Social Bots Sour Activist Sentiment Without Eroding Engagement
The paper "Social bots sour activist sentiment without eroding engagement" by Linda Li, Orsolya Varhelyi, and Balazs Vedres presents a comprehensive paper of social bot activity on Twitter, focusing on the micro-level interactions between bots and human users during the Extinction Rebellion climate change protests. This research is rooted in the broader context of political communication and the significant impact of automated online agents—referred to as social bots—on the perception and behavior of human participants in online activism.
Methodology and Findings
The paper utilizes a dataset of Twitter interactions related to Extinction Rebellion protests from November 18, 2019, to December 10, 2019. Through the combined implementation of the Botometer tool and self-trained machine learning models, the authors identify 48% of the participating accounts as bots, based on a robust identification protocol. The findings indicate that bots substantially contribute to the volume of protest-related tweets and have a greater impact on human activity during bursty periods of online discourse compared to the influence of humans on bots.
Key findings include:
- Proportions of Communication:
- 48% of the users in the sample were identified as bots.
- Bots accounted for 51% of all retweets, with bots predominantly retweeting other bots (71%).
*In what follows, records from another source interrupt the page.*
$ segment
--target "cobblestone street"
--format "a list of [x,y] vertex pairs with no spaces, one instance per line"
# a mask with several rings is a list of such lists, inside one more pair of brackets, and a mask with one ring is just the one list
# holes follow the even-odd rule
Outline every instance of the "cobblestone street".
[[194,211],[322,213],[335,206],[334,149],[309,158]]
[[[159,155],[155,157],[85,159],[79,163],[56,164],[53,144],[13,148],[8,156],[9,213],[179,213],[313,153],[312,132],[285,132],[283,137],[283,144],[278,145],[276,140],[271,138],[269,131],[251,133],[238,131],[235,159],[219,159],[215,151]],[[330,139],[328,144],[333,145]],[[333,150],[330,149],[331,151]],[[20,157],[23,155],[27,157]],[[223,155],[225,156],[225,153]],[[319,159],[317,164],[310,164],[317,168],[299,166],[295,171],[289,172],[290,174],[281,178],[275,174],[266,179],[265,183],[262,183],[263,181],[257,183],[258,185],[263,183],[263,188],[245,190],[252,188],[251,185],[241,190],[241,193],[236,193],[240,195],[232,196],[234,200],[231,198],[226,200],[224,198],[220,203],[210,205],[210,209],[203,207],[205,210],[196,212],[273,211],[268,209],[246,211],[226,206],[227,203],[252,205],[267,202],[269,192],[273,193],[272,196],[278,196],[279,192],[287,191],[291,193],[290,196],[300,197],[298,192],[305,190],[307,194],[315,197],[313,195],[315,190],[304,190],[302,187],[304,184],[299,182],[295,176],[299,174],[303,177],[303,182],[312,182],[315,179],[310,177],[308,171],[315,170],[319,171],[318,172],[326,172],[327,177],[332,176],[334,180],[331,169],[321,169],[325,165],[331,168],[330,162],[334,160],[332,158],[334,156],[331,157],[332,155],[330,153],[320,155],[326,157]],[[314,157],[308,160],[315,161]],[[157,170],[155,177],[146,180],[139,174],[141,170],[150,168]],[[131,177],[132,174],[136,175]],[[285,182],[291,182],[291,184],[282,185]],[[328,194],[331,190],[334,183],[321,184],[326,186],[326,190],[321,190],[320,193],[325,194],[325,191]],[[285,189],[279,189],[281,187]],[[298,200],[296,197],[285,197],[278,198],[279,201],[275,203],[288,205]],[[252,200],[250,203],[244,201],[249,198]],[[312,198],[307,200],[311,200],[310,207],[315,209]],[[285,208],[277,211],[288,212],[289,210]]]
- Human users retweeted content from both bots and other humans in nearly equal proportions.
- Temporal Co-dependence:
- Using Granger causality tests, the paper shows that the volume and sentiment of bot tweets can predict human activity and sentiment in subsequent periods, particularly during topics with bursty activity.
- Sentiment and Activism:
- A significant negative impact on human sentiment follows bot interactions, with exposed users showing more negative attitudes compared to non-exposed users. Despite this negativity, there was no significant reduction in the overall engagement of activists towards the protests.
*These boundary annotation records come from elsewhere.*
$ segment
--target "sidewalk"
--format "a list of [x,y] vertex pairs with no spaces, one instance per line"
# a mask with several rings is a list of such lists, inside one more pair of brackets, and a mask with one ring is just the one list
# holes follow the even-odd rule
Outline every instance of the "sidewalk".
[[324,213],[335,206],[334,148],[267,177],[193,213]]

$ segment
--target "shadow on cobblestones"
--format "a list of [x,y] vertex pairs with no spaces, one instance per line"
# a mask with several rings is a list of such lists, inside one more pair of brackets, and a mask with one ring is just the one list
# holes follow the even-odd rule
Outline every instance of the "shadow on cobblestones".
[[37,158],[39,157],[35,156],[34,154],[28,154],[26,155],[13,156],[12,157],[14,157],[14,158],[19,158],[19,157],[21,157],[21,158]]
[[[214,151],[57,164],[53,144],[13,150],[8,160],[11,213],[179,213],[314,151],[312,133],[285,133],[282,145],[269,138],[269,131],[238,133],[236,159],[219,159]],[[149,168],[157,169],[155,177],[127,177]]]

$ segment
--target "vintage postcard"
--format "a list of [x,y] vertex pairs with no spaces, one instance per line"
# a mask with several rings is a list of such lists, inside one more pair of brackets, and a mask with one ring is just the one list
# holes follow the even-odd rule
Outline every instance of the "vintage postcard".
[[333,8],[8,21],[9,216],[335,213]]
- Interaction with politically motivated astroturfing bots increases human tweeting activity, whereas other bots tend to decrease it.
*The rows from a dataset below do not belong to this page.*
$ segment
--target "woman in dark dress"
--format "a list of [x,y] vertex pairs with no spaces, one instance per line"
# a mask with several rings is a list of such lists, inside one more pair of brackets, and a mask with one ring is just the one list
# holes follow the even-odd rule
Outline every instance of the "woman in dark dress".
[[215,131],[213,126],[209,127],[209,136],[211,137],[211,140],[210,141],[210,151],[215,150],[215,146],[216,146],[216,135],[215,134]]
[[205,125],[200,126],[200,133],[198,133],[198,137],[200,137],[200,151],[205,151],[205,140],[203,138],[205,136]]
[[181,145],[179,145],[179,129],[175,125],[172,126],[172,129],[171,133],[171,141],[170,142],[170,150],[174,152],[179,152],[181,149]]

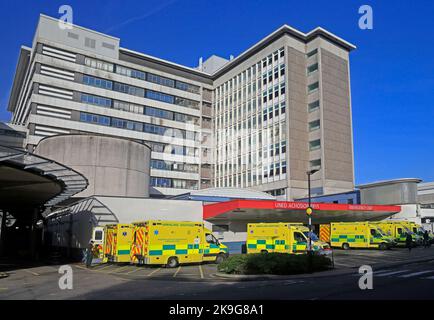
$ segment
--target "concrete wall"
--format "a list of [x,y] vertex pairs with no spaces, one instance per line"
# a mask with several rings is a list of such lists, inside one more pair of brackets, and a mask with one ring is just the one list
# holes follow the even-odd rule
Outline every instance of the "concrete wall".
[[89,186],[75,197],[149,197],[150,148],[114,137],[59,135],[45,138],[35,153],[82,173]]
[[321,49],[324,193],[354,188],[348,61]]
[[369,187],[360,186],[362,203],[367,204],[415,204],[417,182],[390,182]]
Practical and Theoretical Implications
The implications of these findings are multifaceted:
- Political Communication:
- The nature of bot interactions underscores the potential for automated accounts to shape public discourse, especially during politically charged events. Astroturfing bots, aimed at mimicking grassroots movements, exacerbate engagement by driving conversations through provocative content.
- The sentiment manipulation performed by these bots can make online activism appear more polarized than it may be, affecting public perception and possibly influencing broader political sentiment.
- Algorithmic Influence on Activism:
- As bots target individuals with potentially malleable opinions, the paper highlights an evident risk of skewing public opinion. The cumulative effect of these interactions is substantial, despite the seemingly small impact of individual encounters.
- Policy Recommendations:
- The results suggest that there should be increased transparency regarding the management and operation of automated accounts on social media platforms. Regulatory frameworks such as those proposed by the European Union's Digital Services Act are crucial to mandate such transparency.
- Social media platforms must be guided to provide researchers with access to comprehensive data sets of public interactions to accurately paper and understand the influence and prevalence of bots.
Future Developments in AI
Looking forward, the rapid advancements in AI, particularly in LLMs, pose new challenges for bot detection and human-bot interaction dynamics. As bots become increasingly sophisticated and human-like, the ability to distinguish between bot and human activity will diminish significantly, requiring continuous evolution in bot detection methodologies.
Conclusion
This paper underscores the compelling need for ongoing research and regulatory oversight to address the consequences of bot activity on social media, particularly within the sphere of political communications and online activism. By thoroughly investigating the Extinction Rebellion protests' data, the authors provide an essential framework for understanding the intricate dynamics of human-bot interactions and their implications for democratic engagement and public discourse.